MalFCS: An effective malware classification framework with automated feature extraction based on deep convolutional neural networks

Abstract Identifying the family of malware can determine their malicious intent and attack patterns, which helps to efficiently analyze large numbers of malware variants. Methods based on traditional machine learning often require a lot of time and resources in feature engineering. Virtually all existing static analysis methods based on malware visualization are derived from grayscale images, while a single low-order feature representation may be detrimental to discovering hidden features in a malware family. Based on these problems, this paper proposes an effective malware classification framework (MalFCS) based on malware visualization and automated feature extraction. MalFCS includes mainly three modules: malware visualization, feature extraction, and classification. First, we visualize malware binaries as entropy graphs based on structural entropy.
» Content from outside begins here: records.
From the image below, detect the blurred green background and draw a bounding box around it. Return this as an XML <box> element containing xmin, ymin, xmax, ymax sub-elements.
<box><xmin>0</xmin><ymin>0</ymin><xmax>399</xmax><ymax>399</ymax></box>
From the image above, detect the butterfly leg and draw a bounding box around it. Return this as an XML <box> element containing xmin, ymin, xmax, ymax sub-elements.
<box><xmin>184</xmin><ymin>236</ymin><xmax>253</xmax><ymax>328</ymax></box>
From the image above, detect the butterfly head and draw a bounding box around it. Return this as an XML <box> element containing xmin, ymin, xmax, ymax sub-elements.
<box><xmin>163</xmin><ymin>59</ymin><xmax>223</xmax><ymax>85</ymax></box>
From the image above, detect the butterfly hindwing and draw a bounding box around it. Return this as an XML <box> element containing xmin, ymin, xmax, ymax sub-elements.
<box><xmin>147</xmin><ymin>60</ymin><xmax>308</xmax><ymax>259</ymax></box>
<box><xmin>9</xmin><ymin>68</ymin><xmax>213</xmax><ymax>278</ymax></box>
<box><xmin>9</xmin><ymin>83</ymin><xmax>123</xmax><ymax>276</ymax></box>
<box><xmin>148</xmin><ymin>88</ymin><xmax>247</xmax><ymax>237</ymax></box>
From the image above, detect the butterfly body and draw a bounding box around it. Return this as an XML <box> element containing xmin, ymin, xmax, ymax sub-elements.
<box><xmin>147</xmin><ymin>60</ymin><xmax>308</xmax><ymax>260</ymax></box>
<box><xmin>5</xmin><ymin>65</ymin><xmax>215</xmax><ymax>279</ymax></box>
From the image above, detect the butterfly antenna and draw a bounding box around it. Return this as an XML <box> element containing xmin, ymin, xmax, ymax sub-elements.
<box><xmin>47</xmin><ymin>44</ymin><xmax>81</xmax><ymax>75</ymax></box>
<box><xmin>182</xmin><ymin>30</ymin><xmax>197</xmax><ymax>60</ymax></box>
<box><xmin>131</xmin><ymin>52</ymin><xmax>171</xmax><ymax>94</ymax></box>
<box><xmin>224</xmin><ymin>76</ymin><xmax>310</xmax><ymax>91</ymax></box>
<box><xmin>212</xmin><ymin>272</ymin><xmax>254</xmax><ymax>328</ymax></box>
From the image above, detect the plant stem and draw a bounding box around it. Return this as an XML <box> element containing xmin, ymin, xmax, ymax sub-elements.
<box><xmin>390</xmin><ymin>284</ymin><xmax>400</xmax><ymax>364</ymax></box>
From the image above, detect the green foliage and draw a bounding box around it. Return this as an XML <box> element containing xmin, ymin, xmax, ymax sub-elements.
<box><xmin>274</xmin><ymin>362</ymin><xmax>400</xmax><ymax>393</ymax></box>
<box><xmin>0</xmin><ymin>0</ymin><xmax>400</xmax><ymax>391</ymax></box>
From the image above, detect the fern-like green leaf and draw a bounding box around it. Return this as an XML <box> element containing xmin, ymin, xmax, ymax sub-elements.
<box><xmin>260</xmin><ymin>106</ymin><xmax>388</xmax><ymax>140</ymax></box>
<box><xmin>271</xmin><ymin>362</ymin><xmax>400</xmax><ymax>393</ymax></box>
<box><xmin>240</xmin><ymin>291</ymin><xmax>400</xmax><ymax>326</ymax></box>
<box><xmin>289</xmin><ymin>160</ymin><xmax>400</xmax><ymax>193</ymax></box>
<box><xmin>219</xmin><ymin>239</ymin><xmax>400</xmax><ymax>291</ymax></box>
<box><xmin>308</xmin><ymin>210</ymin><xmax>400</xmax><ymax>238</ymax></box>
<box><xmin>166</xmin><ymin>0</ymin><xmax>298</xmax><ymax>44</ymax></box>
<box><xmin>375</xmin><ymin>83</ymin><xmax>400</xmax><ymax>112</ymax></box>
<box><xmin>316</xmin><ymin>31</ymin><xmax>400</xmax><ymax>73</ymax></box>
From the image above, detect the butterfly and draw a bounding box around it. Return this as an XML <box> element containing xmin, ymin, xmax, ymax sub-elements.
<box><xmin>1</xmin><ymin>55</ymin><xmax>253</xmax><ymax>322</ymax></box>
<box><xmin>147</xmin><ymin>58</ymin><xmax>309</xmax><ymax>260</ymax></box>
Second, we present a feature extractor based on deep convolutional neural networks to extract patterns shared by a family from entropy graphs automatically. Finally, we propose an SVM classifier to classify malware based on the extracted features. We evaluate the proposed MalFCS over two widely studied benchmark datasets, i.e., Malimg and Microsoft. Experimental results show that compared with the state-of-the-art methods, MalFCS can obtain excellent classification performance with accuracy of 0.997 and 1, respectively, achieving the state-of-the-art performance.

[1]  Daniel Gibert,et al.  A Hierarchical Convolutional Neural Network for Malware Classification , 2019, 2019 International Joint Conference on Neural Networks (IJCNN).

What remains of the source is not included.